U.S. Sen. Tina Smith stopped in Stewartville Tuesday to highlight her legislation to address the state’s child-care shortage even as her Republican challenger, Karin Housley, was fending off questions about a decade-old social media post that compared Michelle Obama to a chimpanzee.

“We need more civility in politics, and I think everybody deserves to be treated with respect,” Smith said when asked about the comments. “I am just going to be focused on keeping a positive message the last 21 days” of the campaign.

Smith was appointed to the Senate seat last December after Democrat Al Franken resigned amid allegations of sexual misconduct. The midterm elections on Nov. 6 include the special election between Smith and Housley, the winner of which will serve out the remaining two years of the term.

Smith paid a visit to Sprouts Childcare & Early Education Center, the city’s first stand-alone care center with a maximum capacity of 99 children.

During Smith’s tour of the 7,500-square-foot facility, owner Krystal Campbell described the city’s chronic shortage for day-care slots. She related how one Stewartville parent now enrolled at Sprouts had to drive to north Rochester to drop off her children at day care, only to drive back to Stewartville to work.

To help make Sprouts a reality, the city of Stewartville and other local agencies provided gap financing and tax abatement. Krystal and her husband, Patrick Campbell, also borrowed more than $1 million, said Stewartville Mayor Jimmie John King.

King said day care is a pressing economic development issue for the city. He noted how a couple of Stewartville businesses with plans to expand struggle to find employees due to the lack of day-care slots. One survey showed a day-care deficit of 110 slots in Stewartville. Sprouts will go a long way toward closing that deficit, he added.

Smith held 13 roundtable sessions across the state, in communities with day-care shortages before introducing legislation that would fund and assist child-care facilities.

Smith said her bill would support “great local solutions” like Sprouts.

“In my view, you don’t need somebody in Washington, D.C., telling you what to do,” Smith said. Her bill would assist people who want to build or expand their daycare facilities as well as offer help in the training and recruiting of teachers and educators.

“There’s a lot more to this than somebody who’s just baby-sitting a child,” Smith said.

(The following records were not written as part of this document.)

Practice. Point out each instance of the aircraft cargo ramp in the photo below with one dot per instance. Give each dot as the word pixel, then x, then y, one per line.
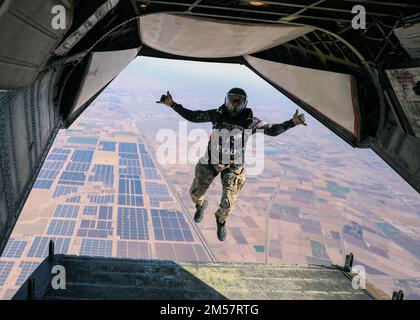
pixel 112 278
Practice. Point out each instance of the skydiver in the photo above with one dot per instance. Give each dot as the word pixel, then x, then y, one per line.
pixel 233 116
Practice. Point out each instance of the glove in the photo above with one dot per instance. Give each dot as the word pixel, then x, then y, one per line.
pixel 299 118
pixel 166 99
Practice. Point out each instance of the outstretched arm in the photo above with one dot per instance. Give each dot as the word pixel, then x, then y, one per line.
pixel 190 115
pixel 271 129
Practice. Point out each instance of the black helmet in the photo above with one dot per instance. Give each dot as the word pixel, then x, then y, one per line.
pixel 236 101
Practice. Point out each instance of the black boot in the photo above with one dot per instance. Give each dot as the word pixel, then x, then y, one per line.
pixel 199 214
pixel 221 230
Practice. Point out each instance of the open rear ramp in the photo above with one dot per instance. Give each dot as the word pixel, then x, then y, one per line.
pixel 111 278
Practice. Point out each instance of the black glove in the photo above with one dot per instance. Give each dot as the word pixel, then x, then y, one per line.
pixel 299 118
pixel 166 99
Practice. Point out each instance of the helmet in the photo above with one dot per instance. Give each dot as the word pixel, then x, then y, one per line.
pixel 236 101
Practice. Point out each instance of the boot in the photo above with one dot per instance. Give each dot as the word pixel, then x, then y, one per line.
pixel 221 230
pixel 199 214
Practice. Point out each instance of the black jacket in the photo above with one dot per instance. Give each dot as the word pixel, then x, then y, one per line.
pixel 220 118
pixel 230 148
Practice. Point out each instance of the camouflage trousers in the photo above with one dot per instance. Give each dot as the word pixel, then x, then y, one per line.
pixel 232 183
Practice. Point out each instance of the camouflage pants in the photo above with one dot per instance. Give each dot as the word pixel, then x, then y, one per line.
pixel 232 182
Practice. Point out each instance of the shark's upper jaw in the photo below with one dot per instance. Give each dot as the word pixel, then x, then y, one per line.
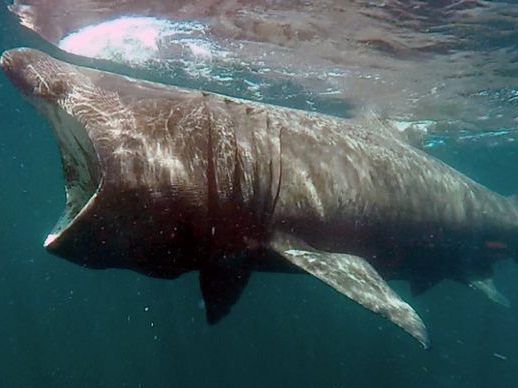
pixel 81 171
pixel 35 76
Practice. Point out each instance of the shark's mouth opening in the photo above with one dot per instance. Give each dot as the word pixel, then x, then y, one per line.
pixel 81 170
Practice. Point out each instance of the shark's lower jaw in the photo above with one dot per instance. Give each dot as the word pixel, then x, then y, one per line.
pixel 81 170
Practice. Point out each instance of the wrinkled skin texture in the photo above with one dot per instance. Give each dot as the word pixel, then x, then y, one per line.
pixel 197 181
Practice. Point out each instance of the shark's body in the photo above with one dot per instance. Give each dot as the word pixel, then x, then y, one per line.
pixel 164 180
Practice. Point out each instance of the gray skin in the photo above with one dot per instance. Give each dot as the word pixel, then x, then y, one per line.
pixel 164 180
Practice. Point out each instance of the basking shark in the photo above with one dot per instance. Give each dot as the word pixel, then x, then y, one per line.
pixel 165 180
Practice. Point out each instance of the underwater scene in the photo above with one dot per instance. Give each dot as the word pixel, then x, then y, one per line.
pixel 270 193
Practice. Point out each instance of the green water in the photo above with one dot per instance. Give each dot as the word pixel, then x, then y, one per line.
pixel 65 326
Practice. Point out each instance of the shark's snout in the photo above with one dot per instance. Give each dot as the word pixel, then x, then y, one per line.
pixel 13 64
pixel 32 73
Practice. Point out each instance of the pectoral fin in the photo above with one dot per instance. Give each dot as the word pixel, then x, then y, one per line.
pixel 488 288
pixel 356 278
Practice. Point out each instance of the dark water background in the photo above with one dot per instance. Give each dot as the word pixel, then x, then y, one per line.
pixel 63 326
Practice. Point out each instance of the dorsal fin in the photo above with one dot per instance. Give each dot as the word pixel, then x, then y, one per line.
pixel 488 288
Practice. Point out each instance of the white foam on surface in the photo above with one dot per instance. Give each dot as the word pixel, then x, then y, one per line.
pixel 135 40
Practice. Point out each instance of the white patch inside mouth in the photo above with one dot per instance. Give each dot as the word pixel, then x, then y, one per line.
pixel 81 170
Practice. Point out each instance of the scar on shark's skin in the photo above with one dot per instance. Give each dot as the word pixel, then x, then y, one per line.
pixel 164 180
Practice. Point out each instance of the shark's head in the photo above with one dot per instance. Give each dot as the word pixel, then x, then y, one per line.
pixel 128 182
pixel 46 83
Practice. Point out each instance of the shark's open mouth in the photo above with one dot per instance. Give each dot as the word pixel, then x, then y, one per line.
pixel 81 170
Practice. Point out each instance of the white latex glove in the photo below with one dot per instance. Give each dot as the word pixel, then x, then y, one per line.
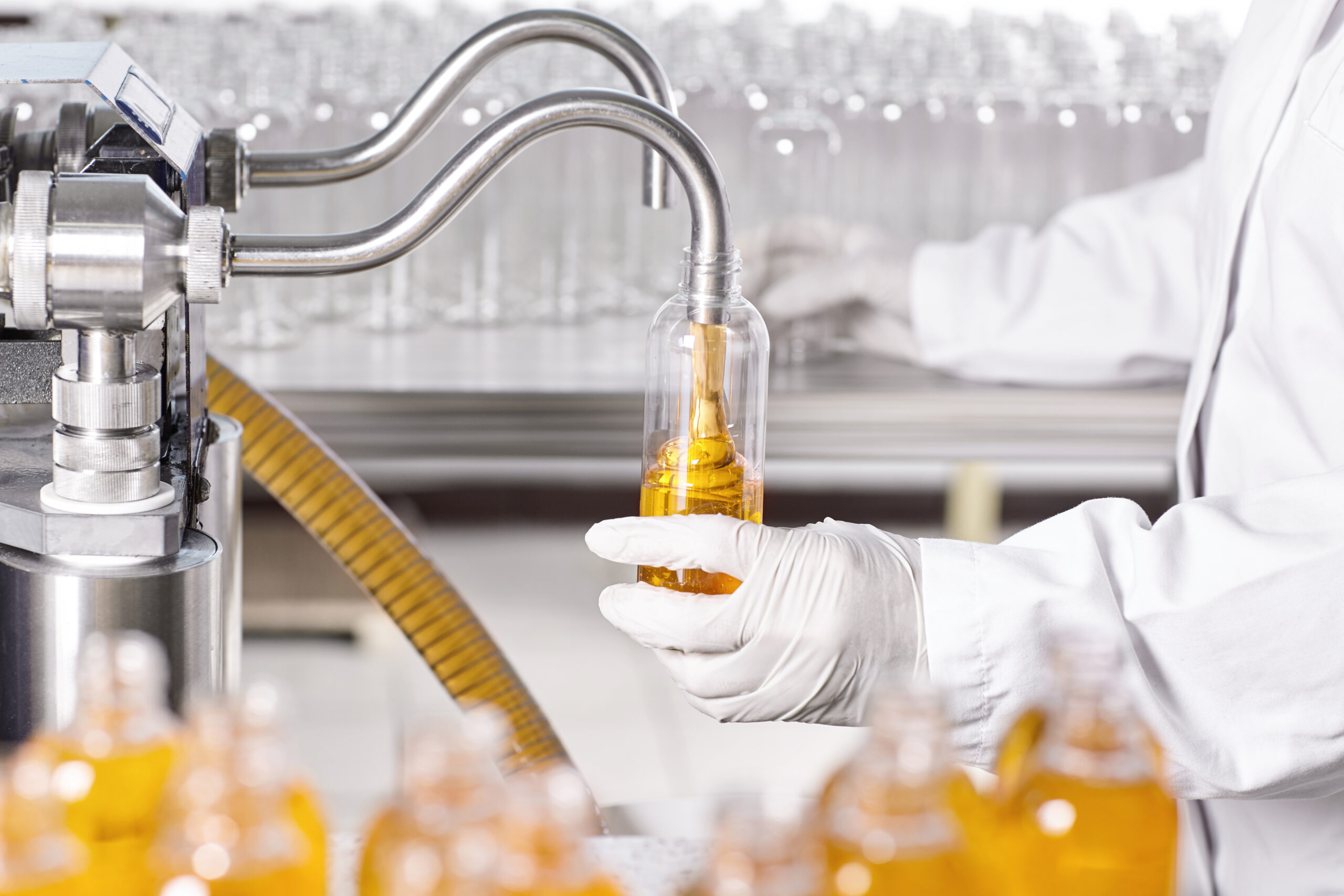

Smith’s visit to Stewartville came a day after her opponent, Housley, came under fire for a string of comments on Facebook that compared Michelle Obama to a chimpanzee. Her campaign said the quotes were being taken out of context.

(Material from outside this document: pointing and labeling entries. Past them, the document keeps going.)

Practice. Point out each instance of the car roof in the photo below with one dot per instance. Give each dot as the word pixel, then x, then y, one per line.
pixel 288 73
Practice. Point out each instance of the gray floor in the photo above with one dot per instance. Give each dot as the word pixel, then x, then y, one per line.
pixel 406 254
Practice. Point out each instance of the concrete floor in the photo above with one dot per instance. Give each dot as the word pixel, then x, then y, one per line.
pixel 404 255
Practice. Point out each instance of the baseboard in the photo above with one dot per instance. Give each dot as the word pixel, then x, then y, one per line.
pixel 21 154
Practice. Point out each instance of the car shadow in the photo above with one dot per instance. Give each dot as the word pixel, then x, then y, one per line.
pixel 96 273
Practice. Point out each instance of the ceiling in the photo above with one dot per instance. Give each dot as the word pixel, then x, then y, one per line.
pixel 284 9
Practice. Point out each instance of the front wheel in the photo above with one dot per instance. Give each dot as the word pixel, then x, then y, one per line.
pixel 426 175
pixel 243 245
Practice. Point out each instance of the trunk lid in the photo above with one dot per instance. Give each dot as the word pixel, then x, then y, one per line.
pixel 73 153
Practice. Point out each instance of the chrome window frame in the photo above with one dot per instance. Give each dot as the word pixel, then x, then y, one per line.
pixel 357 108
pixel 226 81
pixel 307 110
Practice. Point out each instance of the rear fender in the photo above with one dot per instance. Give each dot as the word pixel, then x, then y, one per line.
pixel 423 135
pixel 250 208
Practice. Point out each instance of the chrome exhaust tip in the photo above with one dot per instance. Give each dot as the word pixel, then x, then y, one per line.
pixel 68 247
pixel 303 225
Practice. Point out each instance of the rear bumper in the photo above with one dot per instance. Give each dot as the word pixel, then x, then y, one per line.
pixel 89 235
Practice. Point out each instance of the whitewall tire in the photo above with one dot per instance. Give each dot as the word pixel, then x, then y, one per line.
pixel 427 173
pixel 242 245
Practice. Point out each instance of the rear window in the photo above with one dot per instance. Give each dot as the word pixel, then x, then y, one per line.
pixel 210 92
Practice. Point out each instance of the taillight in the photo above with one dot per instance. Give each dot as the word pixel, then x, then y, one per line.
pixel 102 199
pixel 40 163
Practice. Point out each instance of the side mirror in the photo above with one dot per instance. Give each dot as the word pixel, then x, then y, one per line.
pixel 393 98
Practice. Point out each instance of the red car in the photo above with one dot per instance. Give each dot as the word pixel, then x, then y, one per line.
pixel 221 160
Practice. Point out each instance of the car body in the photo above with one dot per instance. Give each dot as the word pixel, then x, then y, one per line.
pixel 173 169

Housley’s comments, first reported by The Huffington Post, took the then-first lady to task for failing to “at least stand up straight.” After referencing a Ronald Reagan movie that features a chimpanzee, Housley’s post continued: “I think even that chimp stood up straighter than Michelle. Uh-oh, someone is going to make a comment.”

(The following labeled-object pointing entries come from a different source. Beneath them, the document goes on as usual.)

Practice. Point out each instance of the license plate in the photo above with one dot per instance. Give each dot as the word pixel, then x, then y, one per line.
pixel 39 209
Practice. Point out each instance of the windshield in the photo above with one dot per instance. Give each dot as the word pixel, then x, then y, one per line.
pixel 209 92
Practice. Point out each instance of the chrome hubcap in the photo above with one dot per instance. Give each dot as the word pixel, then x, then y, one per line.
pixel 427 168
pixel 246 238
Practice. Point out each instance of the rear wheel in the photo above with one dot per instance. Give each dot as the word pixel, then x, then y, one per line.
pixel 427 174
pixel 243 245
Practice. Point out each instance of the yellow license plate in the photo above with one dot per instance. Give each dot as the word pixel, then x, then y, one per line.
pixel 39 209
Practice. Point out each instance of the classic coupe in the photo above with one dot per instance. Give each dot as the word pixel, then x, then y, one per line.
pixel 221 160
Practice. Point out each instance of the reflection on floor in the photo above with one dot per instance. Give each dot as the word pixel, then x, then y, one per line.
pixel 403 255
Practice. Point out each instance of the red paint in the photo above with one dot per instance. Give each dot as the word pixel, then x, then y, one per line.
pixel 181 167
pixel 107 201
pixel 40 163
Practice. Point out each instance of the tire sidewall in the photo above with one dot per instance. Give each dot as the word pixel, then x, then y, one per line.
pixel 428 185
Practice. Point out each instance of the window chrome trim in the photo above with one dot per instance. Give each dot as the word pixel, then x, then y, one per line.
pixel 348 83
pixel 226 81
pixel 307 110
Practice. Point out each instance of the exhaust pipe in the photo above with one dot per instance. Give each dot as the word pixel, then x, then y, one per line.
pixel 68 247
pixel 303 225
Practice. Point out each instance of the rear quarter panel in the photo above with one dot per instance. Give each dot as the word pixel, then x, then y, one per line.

Housley made the posts long before running for statewide office against Smith or the state Senate seat she’s held since 2013.

Housley’s campaign spokesman Jake Schneider accused Smith’s campaign of “using an out-of-context Facebook post from 10 years ago to manufacture outrage.”

“This is what the radical left does when they are losing — they attack Republicans so they don’t have to come up with solutions to the problems Minnesotans are facing,” Schneider said.

Smith was also in Cannon Falls to discuss her efforts to expand the nation’s use of ethanol and to emphasize the need to pass a final Farm Bill.